GREY2K is now pushing for even more regulation of the dog racing industry. Thanks to the group's efforts, state lawmakers passed a measure requiring track operators to notify the state within 18 hours of a greyhound's death. That reporting requirement went into effect in last May, with GREY2K noting reports of 74 dog deaths at a track or racing kennel statewide by the end of 2013.

"The report will show that greyhounds suffer heat strokes, they break their legs, or they simple die of exhaustion," Dorchak says.

We pulled state records and were able to verify that at lease 5 greyhound deaths occurred right here at the Sarasota Kennel Club during the May-December time period.
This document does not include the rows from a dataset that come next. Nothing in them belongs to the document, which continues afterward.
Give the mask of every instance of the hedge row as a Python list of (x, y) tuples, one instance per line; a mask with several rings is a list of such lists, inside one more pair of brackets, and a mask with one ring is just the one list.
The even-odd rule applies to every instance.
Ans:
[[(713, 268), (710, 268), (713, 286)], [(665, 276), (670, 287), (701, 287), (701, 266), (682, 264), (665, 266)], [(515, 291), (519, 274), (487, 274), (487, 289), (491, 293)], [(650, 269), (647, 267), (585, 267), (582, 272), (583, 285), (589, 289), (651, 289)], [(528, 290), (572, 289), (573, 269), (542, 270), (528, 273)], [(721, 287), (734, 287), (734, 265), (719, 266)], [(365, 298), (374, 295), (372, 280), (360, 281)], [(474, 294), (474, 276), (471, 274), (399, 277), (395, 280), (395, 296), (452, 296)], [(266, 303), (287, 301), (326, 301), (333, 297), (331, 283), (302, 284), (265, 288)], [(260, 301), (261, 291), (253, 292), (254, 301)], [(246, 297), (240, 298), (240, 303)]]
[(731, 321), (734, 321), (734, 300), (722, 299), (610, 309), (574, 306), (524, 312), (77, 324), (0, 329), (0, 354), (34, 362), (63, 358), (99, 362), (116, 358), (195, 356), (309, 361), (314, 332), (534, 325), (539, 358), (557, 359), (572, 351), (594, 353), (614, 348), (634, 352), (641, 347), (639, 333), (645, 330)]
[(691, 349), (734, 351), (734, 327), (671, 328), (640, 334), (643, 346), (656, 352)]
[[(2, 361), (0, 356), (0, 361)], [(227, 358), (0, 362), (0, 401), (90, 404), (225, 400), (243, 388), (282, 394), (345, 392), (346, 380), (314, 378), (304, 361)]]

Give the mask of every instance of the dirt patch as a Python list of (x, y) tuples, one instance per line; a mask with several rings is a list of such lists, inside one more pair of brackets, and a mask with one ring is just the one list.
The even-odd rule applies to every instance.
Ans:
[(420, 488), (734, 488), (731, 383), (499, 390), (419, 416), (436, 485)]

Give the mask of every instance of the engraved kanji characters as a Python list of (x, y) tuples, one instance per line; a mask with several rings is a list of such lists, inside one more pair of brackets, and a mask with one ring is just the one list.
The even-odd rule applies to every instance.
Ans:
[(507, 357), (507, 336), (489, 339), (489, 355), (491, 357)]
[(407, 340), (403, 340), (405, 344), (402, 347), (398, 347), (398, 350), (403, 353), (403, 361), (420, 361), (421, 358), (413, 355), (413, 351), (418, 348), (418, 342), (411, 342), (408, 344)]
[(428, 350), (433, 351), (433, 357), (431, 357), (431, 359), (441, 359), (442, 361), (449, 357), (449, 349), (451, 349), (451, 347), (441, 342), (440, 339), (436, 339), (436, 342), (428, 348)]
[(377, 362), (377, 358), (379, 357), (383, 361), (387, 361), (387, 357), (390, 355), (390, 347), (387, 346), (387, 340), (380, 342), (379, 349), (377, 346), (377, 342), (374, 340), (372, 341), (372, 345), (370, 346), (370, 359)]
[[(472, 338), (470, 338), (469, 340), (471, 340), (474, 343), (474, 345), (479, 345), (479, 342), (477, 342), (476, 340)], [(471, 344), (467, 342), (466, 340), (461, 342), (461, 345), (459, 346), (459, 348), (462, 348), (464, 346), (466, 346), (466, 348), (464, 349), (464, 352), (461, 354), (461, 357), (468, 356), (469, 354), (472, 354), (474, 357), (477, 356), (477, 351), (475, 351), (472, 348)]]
But the report from the state does not show what caused those deaths.

The report is not without controversy, and representatives from the American Greyhound Council dispute Grey2K's claim that 74 greyhounds died statewide.

"GREY2K is out to eliminate the industry and abolish the industry, so I'm not sure their a credible source of information on the issue," says the American Greyhound Council's Marsha Kelly. "Having said that, anytime there is a report of a greyhound fatality we take it very seriously."
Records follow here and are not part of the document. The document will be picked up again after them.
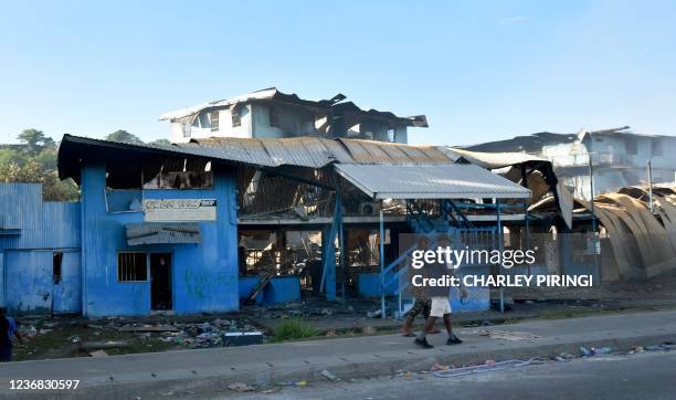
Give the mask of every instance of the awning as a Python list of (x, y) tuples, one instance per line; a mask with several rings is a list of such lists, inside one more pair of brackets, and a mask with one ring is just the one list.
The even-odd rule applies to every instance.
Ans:
[(528, 199), (530, 190), (474, 165), (337, 164), (336, 172), (373, 199)]
[(129, 223), (125, 228), (128, 245), (202, 241), (198, 223)]

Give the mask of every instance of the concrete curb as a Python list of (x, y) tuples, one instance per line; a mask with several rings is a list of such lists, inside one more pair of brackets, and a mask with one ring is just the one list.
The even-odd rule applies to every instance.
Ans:
[[(198, 379), (176, 379), (176, 380), (158, 380), (146, 381), (139, 383), (123, 383), (123, 385), (104, 385), (97, 387), (86, 387), (76, 392), (53, 393), (53, 398), (96, 398), (96, 399), (135, 399), (141, 397), (147, 398), (168, 398), (171, 396), (181, 394), (199, 394), (199, 393), (218, 393), (234, 392), (228, 389), (228, 385), (233, 382), (245, 382), (254, 386), (275, 386), (279, 382), (300, 381), (308, 382), (326, 381), (321, 376), (321, 370), (327, 369), (342, 380), (353, 378), (370, 378), (376, 376), (394, 375), (399, 370), (403, 371), (423, 371), (429, 370), (434, 362), (444, 365), (463, 365), (463, 364), (482, 364), (487, 359), (507, 360), (507, 359), (529, 359), (532, 357), (549, 358), (556, 357), (561, 352), (572, 355), (579, 354), (579, 347), (603, 347), (610, 346), (614, 352), (627, 351), (634, 346), (658, 345), (665, 341), (676, 340), (676, 334), (664, 335), (643, 335), (625, 338), (608, 338), (604, 340), (579, 340), (568, 341), (564, 344), (541, 344), (519, 348), (505, 348), (492, 351), (476, 351), (465, 354), (440, 354), (434, 351), (434, 355), (429, 357), (415, 356), (401, 358), (373, 358), (367, 361), (346, 362), (337, 358), (327, 360), (323, 365), (307, 365), (298, 367), (284, 367), (284, 370), (271, 367), (270, 371), (256, 372), (233, 372), (224, 377), (205, 377)], [(461, 345), (462, 346), (462, 345)], [(433, 350), (431, 350), (433, 351)], [(142, 393), (142, 394), (141, 394)], [(151, 394), (148, 394), (151, 393)], [(45, 398), (42, 396), (41, 398)]]

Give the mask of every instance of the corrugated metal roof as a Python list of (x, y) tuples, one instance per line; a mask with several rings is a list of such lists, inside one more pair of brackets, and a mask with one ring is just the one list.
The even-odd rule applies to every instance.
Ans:
[(198, 223), (128, 223), (125, 231), (128, 245), (202, 241)]
[(194, 139), (180, 148), (200, 151), (214, 158), (264, 167), (297, 166), (321, 168), (330, 162), (352, 162), (348, 151), (336, 140), (318, 137), (282, 139), (209, 138)]
[(455, 160), (465, 159), (467, 162), (488, 169), (497, 169), (531, 161), (551, 162), (547, 158), (528, 152), (484, 152), (469, 151), (452, 147), (447, 147), (444, 150), (450, 158)]
[(337, 164), (336, 171), (373, 199), (527, 199), (530, 191), (473, 165)]
[(355, 164), (451, 164), (435, 146), (413, 146), (385, 141), (338, 139)]

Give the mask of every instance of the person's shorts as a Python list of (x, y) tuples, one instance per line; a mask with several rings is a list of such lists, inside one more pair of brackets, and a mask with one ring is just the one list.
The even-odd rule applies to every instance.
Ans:
[(4, 344), (0, 347), (0, 362), (7, 362), (12, 360), (12, 344)]
[(411, 309), (409, 309), (409, 312), (406, 313), (406, 317), (415, 318), (422, 313), (422, 315), (425, 318), (427, 318), (430, 316), (431, 307), (432, 307), (432, 301), (430, 301), (429, 298), (427, 299), (415, 298), (415, 303), (413, 303), (413, 307), (411, 307)]
[(430, 316), (443, 317), (446, 314), (451, 314), (451, 303), (448, 302), (448, 297), (432, 297)]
Kelly says the group has contacted the state to get the report, and they have and will continue to work to make sure all greyhounds are safe.
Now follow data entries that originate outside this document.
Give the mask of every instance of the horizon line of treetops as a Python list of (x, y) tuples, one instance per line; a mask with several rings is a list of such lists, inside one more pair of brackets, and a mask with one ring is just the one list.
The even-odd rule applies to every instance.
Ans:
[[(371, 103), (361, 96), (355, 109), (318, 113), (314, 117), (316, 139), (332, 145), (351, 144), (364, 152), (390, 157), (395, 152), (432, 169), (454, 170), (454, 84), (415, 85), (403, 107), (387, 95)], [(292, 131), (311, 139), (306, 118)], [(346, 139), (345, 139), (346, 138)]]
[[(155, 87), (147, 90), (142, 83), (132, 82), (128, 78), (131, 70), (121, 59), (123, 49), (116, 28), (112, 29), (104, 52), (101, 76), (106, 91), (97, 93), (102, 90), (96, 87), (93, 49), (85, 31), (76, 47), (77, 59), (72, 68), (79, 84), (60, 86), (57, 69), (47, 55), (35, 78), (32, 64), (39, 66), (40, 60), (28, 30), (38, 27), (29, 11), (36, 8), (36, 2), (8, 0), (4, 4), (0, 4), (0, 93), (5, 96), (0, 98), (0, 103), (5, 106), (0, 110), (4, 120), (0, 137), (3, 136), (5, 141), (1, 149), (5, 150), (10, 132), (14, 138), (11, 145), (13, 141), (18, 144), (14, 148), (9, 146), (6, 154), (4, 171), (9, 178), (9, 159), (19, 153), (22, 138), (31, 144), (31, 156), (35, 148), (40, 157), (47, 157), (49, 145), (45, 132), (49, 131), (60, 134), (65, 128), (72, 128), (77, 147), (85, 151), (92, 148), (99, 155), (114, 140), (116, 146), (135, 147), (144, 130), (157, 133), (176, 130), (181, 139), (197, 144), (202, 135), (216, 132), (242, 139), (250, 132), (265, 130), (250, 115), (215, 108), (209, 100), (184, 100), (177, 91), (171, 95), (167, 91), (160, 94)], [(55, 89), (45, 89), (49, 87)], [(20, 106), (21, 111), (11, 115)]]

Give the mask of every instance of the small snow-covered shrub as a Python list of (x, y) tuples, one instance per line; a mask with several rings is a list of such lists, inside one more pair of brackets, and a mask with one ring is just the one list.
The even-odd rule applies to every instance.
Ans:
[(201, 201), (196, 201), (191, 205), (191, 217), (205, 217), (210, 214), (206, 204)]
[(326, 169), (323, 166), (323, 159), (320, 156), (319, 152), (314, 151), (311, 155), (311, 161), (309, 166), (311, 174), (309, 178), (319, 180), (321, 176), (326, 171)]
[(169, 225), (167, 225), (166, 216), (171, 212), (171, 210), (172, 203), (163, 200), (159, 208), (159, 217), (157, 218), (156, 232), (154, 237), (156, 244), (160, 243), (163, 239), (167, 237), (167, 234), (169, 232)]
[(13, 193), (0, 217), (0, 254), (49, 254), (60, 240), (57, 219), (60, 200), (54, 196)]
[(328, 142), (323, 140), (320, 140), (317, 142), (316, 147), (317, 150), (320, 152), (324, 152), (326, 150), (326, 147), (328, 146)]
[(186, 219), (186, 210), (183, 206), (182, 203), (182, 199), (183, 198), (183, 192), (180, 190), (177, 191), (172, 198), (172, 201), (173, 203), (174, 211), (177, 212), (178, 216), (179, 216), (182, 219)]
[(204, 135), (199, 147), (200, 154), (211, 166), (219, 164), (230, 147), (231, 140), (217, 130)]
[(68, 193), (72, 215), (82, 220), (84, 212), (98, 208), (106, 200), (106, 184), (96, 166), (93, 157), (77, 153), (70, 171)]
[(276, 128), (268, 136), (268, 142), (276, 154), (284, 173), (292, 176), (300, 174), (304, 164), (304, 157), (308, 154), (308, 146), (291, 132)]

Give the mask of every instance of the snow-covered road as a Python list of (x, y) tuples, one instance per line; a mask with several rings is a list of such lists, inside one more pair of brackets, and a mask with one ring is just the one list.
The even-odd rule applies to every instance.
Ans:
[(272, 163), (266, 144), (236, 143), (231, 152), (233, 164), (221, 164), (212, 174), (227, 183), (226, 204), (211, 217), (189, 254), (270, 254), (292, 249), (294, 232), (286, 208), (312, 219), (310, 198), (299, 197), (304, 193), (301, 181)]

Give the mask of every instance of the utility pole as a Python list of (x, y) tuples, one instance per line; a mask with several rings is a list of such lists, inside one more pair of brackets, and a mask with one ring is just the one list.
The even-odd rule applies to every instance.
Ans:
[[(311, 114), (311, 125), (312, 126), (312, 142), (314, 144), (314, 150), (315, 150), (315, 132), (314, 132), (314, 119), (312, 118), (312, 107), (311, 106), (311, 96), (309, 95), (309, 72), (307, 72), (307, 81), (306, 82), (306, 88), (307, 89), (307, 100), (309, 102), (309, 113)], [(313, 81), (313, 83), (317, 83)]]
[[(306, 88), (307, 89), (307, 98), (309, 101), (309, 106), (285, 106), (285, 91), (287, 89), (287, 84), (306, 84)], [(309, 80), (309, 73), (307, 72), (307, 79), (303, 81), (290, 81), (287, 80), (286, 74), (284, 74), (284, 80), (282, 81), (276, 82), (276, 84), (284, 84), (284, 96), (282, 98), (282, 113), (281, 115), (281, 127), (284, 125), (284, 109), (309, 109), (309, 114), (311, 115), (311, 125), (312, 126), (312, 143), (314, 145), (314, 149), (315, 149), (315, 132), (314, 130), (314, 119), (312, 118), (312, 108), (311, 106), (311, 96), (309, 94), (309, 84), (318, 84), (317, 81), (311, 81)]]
"As a statistical fact, the number of injuries in greyhound racing is very small, with fewer than one half of one percent result in an injury," Kelly says. "Greyhound racing has worked very hard over the last decade or more to reduce injuries."

The issues surrounding greyhound racing are expected to take center stage in Tallahassee Wednesday, when GREY2K and the ASPCA officially present their report in the hopes of getting more regulations passed.